Wednesday, December 9, 2009 By: Suzanne

The Dogs of Babel


From the cover:
Paul Iverson's life changes in an instant. He returns home one day to find that his wife, Lexy, has died under strange circumstances. The only witness was their dog Lorelei, whose anguished barking brought help to the scene - but too late.....Paul begins to notice strange "clues" in their home...suggestions that nothing about Lexy's last afternoon was quite what it seemed...A linguist by training, Paul embarks on an impossible endeavor: a series of experiments designed to teach Lorelei to communicate what she knows.

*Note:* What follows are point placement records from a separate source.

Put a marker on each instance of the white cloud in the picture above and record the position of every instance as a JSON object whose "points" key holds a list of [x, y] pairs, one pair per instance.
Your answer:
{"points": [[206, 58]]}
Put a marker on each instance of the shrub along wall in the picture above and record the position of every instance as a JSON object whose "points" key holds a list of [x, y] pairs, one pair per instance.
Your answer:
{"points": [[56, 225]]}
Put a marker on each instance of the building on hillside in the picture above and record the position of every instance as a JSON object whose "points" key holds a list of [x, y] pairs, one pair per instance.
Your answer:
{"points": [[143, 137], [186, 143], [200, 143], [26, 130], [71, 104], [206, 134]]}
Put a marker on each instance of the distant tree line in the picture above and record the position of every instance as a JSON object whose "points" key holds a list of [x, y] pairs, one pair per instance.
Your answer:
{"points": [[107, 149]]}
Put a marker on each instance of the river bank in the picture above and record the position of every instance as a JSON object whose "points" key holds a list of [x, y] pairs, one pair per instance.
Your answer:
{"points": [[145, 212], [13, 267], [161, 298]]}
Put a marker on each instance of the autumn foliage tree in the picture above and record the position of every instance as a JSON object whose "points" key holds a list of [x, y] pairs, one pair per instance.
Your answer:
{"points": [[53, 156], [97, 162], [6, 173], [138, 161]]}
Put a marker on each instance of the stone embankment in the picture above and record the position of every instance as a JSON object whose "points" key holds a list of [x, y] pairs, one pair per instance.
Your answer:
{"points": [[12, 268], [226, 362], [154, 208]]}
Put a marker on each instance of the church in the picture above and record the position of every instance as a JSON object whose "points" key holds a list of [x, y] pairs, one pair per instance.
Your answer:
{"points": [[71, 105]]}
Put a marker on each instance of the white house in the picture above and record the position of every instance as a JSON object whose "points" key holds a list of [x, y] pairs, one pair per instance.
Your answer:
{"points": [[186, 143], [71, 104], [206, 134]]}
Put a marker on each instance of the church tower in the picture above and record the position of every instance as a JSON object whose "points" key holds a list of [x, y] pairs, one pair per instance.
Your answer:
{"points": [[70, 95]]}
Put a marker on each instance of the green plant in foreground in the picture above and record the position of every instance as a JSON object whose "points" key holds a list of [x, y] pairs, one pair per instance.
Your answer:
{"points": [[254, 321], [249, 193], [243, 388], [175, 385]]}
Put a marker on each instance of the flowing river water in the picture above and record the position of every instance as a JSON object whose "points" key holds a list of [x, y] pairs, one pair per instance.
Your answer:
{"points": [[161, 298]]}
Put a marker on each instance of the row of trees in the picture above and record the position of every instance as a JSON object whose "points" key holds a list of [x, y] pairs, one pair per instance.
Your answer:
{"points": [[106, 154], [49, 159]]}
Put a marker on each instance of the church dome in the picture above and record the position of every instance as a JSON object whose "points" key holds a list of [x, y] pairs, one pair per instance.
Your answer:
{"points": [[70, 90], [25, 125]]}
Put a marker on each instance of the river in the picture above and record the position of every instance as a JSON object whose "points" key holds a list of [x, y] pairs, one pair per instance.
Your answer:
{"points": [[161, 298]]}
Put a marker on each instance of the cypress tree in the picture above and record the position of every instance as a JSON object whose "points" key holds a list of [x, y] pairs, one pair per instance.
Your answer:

I didn't used to review books I didn't finish but lately I feel I should give some reason for not finishing. I'd like to explain why exactly I had to stop reading a book. I tried to read this book. I really did. I thought it sounded really good and loads of people appear to have loved it. I guess it's just not my style or something. I loved her other book, Lost and Found, but it was more fun to read about the screwed up ways people interact with each other it than it is to read about a man so lost in his grief he believes he can actually teach his dog to talk. I just don't want to read about his horrific grief for 264 pages. I don't believe he will teach the dog to talk but I do believe he would eventually learn to communicate something with her and from her and maybe he just needs to go on believing his wife's death was an accident. I don't want to watch him grieve over the loss of his wife, then grieve again over not being able to accomplish what he wants with Lorelei, and THEN grieve again over his wife when he learns the truth. Maybe that's not happens, but that's I saw coming and I wasn't up to it. Because, even if the truth is that it WAS accident, as everyone in the beginning thinks it is, he will still grieve all over again.

And maybe it is a wonderful book. But I just can't do it. Sorry.

1 comments:

Anonymous said...

Too bad. I like the cover, but I wouldn't want to read about grief for the whole book either.